According to eyewitnesses, the bombing was accompanied by fine crimson dust settling on different surfaces of the town and a succession of terrible flea bites that ravaged everyone present.

A series of eyewitness accounts agreed that at least 2,000 Chinese civilians died of the plagues foisted by these fleas, with 1,000 more deaths in a nearby village called Yiwu after sick railway staff carried the pathogen to this location. Unit 731 also employed anthrax to launch this attack, killing at least 6,000 people.

As the war tailed to an end, Japan tried to bomb America with the same fleas, but to no avail. But this was perhaps the beginning of the end for Unit 731 because by August 1945, Hiroshima and Nagasaki had been bombed, and the Soviet Army invaded Manchuria and annihilated the Japanese Army. The emperor then read his surrender memo over the radio and disbanded Unit 731.

The research records and reports were burnt, and all the data and information generated by the Unit in 13 years were equally destroyed.

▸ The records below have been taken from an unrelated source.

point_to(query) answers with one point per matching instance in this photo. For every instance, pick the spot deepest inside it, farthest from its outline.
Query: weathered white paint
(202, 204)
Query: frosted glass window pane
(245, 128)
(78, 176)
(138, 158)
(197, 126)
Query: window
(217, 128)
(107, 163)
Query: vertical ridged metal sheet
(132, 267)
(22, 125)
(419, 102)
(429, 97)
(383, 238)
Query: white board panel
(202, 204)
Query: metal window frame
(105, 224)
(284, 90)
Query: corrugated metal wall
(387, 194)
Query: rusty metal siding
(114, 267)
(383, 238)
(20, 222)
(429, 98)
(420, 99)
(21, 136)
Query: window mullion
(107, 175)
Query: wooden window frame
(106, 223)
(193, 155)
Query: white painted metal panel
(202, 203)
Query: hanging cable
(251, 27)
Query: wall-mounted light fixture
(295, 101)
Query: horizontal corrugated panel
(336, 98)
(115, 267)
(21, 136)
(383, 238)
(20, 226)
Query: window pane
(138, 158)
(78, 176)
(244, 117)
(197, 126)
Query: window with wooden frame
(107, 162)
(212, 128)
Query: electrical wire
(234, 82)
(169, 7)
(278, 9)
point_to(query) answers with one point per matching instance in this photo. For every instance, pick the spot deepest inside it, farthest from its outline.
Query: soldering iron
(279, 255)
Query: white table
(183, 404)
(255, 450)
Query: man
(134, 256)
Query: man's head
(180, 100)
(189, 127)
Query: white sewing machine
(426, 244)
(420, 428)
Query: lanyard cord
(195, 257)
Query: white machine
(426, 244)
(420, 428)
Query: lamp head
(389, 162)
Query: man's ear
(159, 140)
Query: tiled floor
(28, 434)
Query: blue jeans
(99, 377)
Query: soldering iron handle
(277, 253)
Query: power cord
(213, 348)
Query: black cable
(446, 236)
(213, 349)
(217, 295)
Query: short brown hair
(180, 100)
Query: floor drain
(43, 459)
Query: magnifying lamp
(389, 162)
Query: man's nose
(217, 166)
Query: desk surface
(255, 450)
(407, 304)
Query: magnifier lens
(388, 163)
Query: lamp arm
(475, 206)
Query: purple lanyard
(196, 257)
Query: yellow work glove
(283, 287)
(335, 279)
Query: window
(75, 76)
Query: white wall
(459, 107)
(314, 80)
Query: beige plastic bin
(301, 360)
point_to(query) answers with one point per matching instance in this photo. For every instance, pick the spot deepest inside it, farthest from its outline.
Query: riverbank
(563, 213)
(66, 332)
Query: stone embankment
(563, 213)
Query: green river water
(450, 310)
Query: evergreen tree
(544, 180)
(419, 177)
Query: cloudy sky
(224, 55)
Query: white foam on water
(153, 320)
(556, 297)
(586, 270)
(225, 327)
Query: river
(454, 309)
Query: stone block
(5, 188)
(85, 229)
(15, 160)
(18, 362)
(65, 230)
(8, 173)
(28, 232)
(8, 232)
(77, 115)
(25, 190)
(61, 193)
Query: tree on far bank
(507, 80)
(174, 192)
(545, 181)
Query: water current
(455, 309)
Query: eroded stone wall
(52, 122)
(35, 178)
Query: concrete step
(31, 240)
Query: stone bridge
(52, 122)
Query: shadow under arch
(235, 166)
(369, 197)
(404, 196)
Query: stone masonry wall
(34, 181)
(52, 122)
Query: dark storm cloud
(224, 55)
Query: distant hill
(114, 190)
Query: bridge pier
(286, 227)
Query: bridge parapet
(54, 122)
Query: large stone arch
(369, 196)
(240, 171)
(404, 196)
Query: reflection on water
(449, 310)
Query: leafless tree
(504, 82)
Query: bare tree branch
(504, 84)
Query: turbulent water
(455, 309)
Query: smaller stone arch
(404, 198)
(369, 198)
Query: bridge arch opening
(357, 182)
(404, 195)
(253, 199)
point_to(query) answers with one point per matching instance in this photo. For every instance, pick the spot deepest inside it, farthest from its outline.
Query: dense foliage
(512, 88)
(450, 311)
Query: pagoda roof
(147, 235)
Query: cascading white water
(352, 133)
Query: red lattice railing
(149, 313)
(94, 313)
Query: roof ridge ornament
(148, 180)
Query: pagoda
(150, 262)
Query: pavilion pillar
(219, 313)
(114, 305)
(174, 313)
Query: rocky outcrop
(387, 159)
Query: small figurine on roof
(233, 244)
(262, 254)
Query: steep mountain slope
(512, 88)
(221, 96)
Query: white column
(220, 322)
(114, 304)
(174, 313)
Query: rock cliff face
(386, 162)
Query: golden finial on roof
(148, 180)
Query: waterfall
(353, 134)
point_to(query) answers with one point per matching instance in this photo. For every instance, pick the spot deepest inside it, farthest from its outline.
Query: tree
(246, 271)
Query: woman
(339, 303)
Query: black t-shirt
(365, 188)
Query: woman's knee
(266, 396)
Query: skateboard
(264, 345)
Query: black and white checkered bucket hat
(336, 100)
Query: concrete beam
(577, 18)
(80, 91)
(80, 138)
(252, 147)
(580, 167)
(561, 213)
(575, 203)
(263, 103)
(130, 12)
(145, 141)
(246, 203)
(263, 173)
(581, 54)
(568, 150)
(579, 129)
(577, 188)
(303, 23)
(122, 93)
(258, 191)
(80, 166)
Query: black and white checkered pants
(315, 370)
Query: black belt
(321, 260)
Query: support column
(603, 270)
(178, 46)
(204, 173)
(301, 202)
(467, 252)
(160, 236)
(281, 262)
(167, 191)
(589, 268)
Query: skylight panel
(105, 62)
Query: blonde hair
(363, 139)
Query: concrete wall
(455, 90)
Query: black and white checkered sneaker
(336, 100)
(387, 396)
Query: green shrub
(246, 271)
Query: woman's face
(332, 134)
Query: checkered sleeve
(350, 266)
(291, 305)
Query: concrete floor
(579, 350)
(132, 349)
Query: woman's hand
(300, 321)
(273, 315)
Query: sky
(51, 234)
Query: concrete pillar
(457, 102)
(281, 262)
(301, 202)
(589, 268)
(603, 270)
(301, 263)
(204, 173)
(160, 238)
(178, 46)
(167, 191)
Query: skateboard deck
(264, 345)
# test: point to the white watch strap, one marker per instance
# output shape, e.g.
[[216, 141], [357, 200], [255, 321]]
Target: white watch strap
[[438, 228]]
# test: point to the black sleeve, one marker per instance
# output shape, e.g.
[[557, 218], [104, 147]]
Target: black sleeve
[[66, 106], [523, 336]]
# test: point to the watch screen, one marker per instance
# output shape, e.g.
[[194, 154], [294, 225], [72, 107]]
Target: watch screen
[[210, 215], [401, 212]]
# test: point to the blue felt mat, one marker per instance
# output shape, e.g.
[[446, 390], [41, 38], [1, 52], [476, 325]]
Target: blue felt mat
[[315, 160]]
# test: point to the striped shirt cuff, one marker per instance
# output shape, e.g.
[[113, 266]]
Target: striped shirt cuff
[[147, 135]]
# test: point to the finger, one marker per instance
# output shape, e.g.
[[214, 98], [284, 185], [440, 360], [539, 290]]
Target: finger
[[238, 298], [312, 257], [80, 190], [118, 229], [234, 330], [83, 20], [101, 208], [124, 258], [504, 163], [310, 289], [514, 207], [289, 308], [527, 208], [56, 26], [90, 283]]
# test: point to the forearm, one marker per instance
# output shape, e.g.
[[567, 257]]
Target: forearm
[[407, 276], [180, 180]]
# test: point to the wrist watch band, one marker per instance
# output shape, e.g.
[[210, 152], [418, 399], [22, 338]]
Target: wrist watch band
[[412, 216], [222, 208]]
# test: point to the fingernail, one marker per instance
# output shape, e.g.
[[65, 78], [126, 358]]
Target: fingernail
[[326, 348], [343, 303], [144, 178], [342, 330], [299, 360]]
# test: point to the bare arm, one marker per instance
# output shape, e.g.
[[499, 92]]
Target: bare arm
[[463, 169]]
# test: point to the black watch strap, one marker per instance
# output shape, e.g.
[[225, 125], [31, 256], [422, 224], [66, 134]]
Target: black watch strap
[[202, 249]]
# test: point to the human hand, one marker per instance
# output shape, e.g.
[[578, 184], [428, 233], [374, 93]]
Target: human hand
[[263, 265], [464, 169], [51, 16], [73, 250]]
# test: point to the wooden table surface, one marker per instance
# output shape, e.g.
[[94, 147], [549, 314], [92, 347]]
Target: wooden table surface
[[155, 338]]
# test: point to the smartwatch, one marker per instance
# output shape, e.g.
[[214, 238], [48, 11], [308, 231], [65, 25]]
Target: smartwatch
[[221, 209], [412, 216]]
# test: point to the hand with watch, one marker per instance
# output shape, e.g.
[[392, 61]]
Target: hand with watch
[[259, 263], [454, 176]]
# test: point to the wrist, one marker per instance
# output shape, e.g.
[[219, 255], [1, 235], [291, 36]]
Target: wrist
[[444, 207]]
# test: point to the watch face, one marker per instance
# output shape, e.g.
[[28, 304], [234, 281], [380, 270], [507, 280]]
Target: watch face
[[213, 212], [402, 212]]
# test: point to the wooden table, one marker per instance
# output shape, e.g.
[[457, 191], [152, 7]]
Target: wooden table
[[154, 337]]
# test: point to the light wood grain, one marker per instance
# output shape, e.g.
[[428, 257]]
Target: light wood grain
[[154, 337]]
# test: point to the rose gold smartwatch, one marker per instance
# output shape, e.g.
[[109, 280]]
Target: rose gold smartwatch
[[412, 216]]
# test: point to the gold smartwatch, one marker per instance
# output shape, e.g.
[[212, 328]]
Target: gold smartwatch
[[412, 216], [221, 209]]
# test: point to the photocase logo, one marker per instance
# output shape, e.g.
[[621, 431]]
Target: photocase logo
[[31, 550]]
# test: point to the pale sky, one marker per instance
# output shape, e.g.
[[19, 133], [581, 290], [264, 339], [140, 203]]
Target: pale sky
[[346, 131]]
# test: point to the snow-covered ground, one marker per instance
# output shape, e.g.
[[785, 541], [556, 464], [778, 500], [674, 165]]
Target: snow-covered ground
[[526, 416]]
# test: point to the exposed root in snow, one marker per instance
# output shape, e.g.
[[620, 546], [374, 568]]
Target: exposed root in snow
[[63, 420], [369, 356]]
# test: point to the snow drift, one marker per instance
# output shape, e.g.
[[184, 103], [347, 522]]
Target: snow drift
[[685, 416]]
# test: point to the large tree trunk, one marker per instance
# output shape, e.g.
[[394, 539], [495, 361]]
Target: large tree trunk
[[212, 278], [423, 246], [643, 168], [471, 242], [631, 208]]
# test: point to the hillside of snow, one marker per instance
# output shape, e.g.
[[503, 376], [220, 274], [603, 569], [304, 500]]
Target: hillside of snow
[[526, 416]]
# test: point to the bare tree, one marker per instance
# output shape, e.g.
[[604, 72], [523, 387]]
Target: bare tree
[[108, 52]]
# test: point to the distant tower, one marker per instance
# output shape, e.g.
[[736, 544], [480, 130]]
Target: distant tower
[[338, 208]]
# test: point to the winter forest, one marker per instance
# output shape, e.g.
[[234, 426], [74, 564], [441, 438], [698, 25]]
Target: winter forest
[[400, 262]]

Some researchers returned to everyday civilian life in Japan as if nothing had happened, with some venturing into academics and medicine.

Some quarters believe that vestiges of the experiment may have found their way into academia and may have played significant roles in building war and medical technologies today.

However, these ideas are mere conjectures that thrive on the possibility that bits of information from inside Unit 731 may have escaped the 1945 purge.

But here’s what we know for sure: World War 2 is such a deadly detour in human history, and at the very center of the Pacific Theatre in Manchuria, humanity was bent backward – a thousand times and over, and for 13 solid years.